Il momento in cui presumiamo di aver capito… può coincidere con quello nel quale scopriamo… che il mistero che tanto ci aveva affascinati… non era poi così interessante…
La nostra evoluzione emotiva presenta dei passaggi strani e particolari, necessari probabilmente a farci comprendere la nostra essenza nel momento in cui ci relazioniamo con un esterno completamente diverso, contrario e a volte opposto a noi. Oppure ci sentiamo particolarmente attratti da alcune caratteristiche dell’altro che in realtà ci appartengono senza che ne siamo consapevoli, e addirittura ci infastidiscono proprio perché sono lo specchio esatto di quelle sfumature che non vorremmo facessero parte del nostro modo di essere. In entrambe le due possibilità il rapporto che instauriamo di volta in volta con i protagonisti di queste interrelazioni, per quanto conflittuale possa risultare, è comunque sufficientemente chiaro, limpido nelle sue complicazioni, e ci permette di prendere ben presto una posizione, che sia di fermezza o di fuga, ma comunque ci mette nelle condizioni di effettuare una scelta.
Poi però succede, in un momento in cui siamo sovrappensiero, oppure in un altro nel quale siamo talmente stanchi di avere sempre tutto ben chiaro fin dall’inizio, perché la maturità porta con sé anche la capacità di intuire con maggiore velocità l’evoluzione di un rapporto, succede dicevo di cadere nella rete di un mistero, di un universo incomprensibile e che, proprio per questo ci affascina in maniera totalizzante. Lo stimolo a comprendere ciò che si nasconde dietro un silenzio, oltre un’assenza immotivata che è apparentemente in contrasto con la promessa di presenza manifestata fino a un attimo prima, o sotto le pieghe di frasi che dicono ben altro rispetto a ciò che lo sguardo svela, diventa un irresistibile collante per la nostra mente perché non possiamo concedere a noi stessi di non voler guardare cosa c’è sotto quel tappeto di enigmi.
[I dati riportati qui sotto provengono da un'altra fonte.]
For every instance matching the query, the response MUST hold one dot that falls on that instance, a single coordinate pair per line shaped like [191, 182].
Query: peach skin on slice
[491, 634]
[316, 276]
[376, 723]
Dunque investiamo le nostre energie in un rapporto diverso dai precedenti, in cui non sappiamo nulla e dobbiamo andare a scoprire ogni risvolto che, magistralmente, non ci viene rivelato, in cui il nascondersi dell’altro sollecita quel coinvolgimento di mente e anima, già implicata a livello istintivo fin dall’inizio, che ci tiene mani e piedi in quella situazione insolita. Nel sentire noi stessi però, spesso dimentichiamo di valutare con obiettività il perché l’altro senta questo impellente bisogno di celarsi sotto un velo, di prendersi quei momenti di silenzio che, se da un lato ci incuriosiscono coinvolgendoci, dall’altro ci lasciano quell’amaro senso di momentaneo abbandono che a volte apre ferite mai completamente cicatrizzate.
Perché il mistero assume quel fascino nebbioso che ha il potere di tenerci attaccati a una determinata situazione?
Come mai l’altro continua a sentire la necessità di non raccontarsi completamente e di tacere semplici verità che non ha senso, ai nostri occhi, di conservare nell’ombra?
Cos’è che ci fa preferire l’ambiguità alla chiarezza? La paura della noia? L’incapacità temporanea di costruire?
Il momento in cui cominciamo a riflettere con noi stessi e a decidere di voler spostare quella strana relazione verso un livello più alto, coincide spesso con quello nel quale comprendiamo che l’altro non riesce a rapportarsi in modo adulto all’interno di una storia in cui siano coinvolte le sue emozioni. A volte per un’autodifesa provocata da ferite del passato, ingiustificata ai nostri occhi perché non esiste essere umano in età adulta che non racchiuda dentro di sé cicatrici più o meno sanguinanti che possano compromettere l’apertura al sentimento; altre volte però, gli individui che si nascondono ostinatamente dietro il velo del mistero, spesso hanno poco da dire, hanno scarsi contenuti, dubbia capacità di empatia e, in alcuni casi, incapacità di provare emozioni profonde.
Perché se è tanto forte il bisogno di mantenere un mistero che non svela, forse svelandosi sanno di dover fare i conti con mancanze, con lacune e con insicurezze che li costringerebbero, affrontandole, a confrontarsi con se stessi e a crescere. E a quel punto scopriamo di non essere più tanto interessati a scoprire quell’ambiguità che nasconde solo un’incapacità di essere adulti, perché noi quel traguardo lo abbiamo già raggiunto senza il bisogno di provocare ferite negli altri, pur di sanare e salvaguardare le nostre.